元寶低著頭,用細若蚊蟻般的聲音道“謝謝魚娘姐姐。”
除了石貴,魚娘和李大成商量著原本打算將此事公開,只是后來李大成覺得不妥,這事捅出去妥妥是件驚天動地的大事,保不準會有心術不正之人動歪腦筋,他們相信石貴,卻不完全信任跟著他的那群人。
于是李大成讓魚娘先把石貴叫過來,倆人先暗中合計一番,商量到底派哪些人去遂牧郡通知謝將軍,哪些人又留在這里準備“魚腹丹書”一事。
魚娘通知完石貴,無事可做,看著元寶和三牛玩泥巴和藤條,倆皮猴也不顧地上臟不臟了,“咯咯”笑著在泥巴里打滾,身上的衣服糊了一層泥,簡直不能要了。倆人站起來時,活像是從遠古穿越的野人。
魚娘在一旁笑的肚子疼,“三牛,你比野人還臟,就等著娘來揍你吧。”
三牛用臟手撓頭,“姐,什么是野人啊”
魚娘的笑聲戛然而止,腦海里閃過一個念頭,野人,對啊,既然古人忌諱鬼神,完全可以在身上涂滿泥巴扮演鬼怪,反正是在晚上行動,黑燈瞎火的也看不真切。
想到這里,魚娘恨不得馬上跑到河堤上告訴李大成,不過她暫且沒有行動,剛從河堤上下來又上去,爺爺想必和石貴還沒有商量好事情,還是等他們下來再說吧。
魚娘在河堤下等得焦急,河堤上,李大成將自己看到的和心里猜測的一五一十和石貴說了一番,“石小兄弟,我不敢誆你,此事我雖沒有十分的把握,六七分的把握是有的。而且即使只有一兩分的可能,也不能再耽擱了。若是河堤真的被挖通了,咱們可就要倒大霉了。”
石貴鄭重道“李叔,你不用多解釋,我信你的。決河堤是件大事,不能再拖延下去了。這樣,我讓小五和劉大麻子去遂牧郡找謝將軍,他們跟著我,以前和軍隊的人打過交道,好歹有些經驗。”
李大成點點頭,“我讓仲海也跟著去,他以前走南闖北,對遂牧郡多少有些熟悉,有他在你們不至于走彎路。”
石貴也不推辭,“行,李叔,要不我也跟著去算下時間,王夫人差不多也快到遂牧郡了,咱們這么多人之中,我對王夫人最熟悉,到時候借她的勢興許能省不少麻煩。”

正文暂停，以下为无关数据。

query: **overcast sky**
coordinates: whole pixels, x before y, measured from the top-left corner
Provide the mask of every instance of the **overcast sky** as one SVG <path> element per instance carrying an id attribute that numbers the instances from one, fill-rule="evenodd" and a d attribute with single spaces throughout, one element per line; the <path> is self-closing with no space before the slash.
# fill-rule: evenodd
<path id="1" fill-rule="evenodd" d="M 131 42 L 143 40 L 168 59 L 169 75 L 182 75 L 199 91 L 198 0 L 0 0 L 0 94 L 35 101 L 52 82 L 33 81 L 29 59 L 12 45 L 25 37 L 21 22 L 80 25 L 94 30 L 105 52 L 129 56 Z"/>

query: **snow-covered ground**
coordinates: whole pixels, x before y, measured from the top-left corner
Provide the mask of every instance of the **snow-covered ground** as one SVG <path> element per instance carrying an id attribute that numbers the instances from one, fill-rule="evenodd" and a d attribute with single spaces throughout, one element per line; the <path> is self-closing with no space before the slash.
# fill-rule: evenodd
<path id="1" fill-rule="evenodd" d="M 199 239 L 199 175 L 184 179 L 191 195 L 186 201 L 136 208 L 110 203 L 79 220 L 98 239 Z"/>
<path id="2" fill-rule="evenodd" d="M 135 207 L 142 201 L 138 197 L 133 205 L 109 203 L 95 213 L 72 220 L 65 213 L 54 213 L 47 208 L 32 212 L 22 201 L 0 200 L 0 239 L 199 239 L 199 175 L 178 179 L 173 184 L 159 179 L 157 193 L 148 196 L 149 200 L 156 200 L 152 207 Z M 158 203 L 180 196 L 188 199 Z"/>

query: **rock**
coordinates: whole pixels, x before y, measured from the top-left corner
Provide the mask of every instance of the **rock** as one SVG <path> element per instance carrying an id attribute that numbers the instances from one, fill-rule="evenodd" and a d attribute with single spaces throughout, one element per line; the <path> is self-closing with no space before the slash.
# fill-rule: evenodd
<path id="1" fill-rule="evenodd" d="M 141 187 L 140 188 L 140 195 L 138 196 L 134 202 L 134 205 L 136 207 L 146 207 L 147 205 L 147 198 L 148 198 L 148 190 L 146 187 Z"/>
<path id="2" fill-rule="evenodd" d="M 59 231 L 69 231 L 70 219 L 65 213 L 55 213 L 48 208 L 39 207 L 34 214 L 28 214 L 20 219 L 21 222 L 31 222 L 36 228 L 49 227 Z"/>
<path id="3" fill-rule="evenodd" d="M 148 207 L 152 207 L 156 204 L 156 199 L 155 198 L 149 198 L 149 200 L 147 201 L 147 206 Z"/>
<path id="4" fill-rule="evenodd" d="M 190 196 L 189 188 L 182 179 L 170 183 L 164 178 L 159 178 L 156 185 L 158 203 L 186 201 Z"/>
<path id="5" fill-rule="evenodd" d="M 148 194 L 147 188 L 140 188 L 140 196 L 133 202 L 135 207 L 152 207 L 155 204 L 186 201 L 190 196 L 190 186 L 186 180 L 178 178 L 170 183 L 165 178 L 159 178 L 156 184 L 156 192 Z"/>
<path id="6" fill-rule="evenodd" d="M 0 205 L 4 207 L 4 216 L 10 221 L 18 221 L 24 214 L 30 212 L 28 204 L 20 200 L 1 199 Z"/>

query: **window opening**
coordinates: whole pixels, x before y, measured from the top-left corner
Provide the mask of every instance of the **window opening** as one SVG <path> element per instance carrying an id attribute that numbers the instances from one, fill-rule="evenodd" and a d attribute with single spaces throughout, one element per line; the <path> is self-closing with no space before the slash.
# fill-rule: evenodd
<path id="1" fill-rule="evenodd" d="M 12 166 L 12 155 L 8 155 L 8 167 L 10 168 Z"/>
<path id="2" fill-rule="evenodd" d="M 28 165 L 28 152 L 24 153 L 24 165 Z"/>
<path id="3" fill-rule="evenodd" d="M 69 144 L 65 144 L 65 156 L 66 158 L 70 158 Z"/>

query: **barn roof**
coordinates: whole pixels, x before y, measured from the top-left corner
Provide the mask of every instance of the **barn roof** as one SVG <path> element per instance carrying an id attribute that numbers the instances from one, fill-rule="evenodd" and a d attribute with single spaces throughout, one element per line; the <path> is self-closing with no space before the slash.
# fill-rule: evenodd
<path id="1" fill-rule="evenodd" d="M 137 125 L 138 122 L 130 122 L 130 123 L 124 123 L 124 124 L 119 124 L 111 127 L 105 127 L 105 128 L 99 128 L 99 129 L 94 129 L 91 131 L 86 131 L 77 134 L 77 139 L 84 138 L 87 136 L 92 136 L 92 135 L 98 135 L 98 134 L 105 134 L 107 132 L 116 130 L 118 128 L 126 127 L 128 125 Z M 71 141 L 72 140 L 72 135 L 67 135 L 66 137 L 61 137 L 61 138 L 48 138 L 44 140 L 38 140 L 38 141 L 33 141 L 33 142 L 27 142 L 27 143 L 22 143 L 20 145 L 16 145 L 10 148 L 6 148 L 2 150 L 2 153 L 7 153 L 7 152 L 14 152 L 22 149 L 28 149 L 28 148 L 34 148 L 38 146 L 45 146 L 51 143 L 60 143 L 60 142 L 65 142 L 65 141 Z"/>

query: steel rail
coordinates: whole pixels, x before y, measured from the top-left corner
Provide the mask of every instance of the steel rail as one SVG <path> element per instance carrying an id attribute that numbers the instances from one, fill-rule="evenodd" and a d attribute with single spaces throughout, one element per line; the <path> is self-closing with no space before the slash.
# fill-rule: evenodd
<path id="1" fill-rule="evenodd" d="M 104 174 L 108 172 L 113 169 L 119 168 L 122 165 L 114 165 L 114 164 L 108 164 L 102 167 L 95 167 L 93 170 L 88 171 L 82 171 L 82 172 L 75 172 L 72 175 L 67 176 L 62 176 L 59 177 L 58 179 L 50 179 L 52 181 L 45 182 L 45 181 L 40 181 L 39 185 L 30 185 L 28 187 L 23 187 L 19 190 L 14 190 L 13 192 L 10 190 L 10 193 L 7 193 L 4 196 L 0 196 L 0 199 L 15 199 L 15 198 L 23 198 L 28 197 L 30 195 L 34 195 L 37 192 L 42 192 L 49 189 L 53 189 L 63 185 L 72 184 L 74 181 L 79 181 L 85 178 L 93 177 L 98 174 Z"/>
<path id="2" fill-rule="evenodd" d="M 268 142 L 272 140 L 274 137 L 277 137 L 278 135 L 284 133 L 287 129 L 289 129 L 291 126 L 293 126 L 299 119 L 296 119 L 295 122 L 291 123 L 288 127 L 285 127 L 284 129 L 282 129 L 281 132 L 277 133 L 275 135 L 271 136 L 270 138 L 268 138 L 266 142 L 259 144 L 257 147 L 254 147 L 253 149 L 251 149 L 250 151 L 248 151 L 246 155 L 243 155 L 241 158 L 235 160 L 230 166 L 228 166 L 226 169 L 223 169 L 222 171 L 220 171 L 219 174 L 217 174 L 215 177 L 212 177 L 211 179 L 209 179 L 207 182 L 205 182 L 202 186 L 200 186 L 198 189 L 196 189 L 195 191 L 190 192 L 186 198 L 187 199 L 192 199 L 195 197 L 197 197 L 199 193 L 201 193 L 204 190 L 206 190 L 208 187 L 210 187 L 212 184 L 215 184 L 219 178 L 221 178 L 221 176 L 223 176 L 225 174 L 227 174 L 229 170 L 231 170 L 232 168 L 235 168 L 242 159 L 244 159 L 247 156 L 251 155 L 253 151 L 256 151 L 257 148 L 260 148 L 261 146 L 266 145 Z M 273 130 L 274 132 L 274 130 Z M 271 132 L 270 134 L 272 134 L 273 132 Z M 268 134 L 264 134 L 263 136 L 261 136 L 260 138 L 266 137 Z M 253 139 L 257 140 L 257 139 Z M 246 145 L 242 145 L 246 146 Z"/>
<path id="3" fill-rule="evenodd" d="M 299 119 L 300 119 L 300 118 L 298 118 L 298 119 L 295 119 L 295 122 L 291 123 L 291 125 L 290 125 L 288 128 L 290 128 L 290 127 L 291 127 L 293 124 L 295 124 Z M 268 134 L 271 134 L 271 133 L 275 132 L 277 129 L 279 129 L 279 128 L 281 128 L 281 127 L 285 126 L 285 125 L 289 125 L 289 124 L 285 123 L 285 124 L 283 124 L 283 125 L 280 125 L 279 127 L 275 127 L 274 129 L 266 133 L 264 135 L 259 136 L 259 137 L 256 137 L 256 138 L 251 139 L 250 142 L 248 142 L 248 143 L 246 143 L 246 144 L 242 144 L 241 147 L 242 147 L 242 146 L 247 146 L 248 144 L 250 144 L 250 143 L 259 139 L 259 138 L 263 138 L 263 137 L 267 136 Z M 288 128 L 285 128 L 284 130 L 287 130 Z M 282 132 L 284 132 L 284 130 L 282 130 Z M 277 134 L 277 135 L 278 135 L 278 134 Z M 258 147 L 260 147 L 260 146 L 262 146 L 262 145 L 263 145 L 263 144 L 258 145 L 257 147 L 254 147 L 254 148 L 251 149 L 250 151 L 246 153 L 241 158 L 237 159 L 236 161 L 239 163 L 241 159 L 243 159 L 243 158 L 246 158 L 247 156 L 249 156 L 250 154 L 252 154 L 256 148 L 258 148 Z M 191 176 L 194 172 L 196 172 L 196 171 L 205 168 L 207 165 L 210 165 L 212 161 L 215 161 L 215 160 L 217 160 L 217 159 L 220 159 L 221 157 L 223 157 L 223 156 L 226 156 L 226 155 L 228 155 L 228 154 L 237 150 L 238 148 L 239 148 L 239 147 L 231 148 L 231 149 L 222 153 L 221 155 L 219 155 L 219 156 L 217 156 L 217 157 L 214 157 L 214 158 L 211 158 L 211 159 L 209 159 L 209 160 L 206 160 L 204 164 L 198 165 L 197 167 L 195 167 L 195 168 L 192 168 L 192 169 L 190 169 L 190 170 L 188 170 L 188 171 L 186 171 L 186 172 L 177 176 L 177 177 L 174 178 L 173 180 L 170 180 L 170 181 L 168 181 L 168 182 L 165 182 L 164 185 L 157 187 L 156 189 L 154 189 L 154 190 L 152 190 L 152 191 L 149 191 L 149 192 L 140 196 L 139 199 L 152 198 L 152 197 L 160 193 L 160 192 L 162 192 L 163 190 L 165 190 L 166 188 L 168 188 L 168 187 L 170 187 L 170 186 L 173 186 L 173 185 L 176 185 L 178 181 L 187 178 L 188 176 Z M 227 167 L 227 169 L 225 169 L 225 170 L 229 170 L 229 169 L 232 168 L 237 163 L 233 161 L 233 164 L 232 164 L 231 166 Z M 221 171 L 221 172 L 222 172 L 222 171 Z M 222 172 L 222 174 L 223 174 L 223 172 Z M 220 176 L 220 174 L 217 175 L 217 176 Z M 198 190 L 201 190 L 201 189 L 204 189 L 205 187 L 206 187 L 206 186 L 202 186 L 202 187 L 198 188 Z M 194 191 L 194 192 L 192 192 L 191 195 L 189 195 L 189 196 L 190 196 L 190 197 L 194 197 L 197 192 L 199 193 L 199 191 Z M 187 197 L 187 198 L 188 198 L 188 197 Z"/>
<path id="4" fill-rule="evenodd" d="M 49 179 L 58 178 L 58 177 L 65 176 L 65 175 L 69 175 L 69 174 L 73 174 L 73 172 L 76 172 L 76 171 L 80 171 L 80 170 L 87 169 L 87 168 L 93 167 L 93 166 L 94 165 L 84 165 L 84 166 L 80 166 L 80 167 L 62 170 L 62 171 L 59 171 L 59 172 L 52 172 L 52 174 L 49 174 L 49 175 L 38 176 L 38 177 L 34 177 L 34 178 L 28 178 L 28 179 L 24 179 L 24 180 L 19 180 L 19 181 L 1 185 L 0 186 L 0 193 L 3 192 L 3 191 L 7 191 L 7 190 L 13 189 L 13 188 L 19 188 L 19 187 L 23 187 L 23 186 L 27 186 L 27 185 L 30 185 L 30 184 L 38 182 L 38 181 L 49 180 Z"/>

李大成略一思索,石貴說的也有道理,他為王夫人辦了事,對王夫人來說,怎么說都比其他人更讓人相信一些。
“那好,那就你們四個一起去,路上一定要多加小心。”
石貴道“讓劉大麻子留下來,他這個人腦子機靈,做事圓滑,若出了什么事也多個有頭腦的人商量,我們三個去就行。”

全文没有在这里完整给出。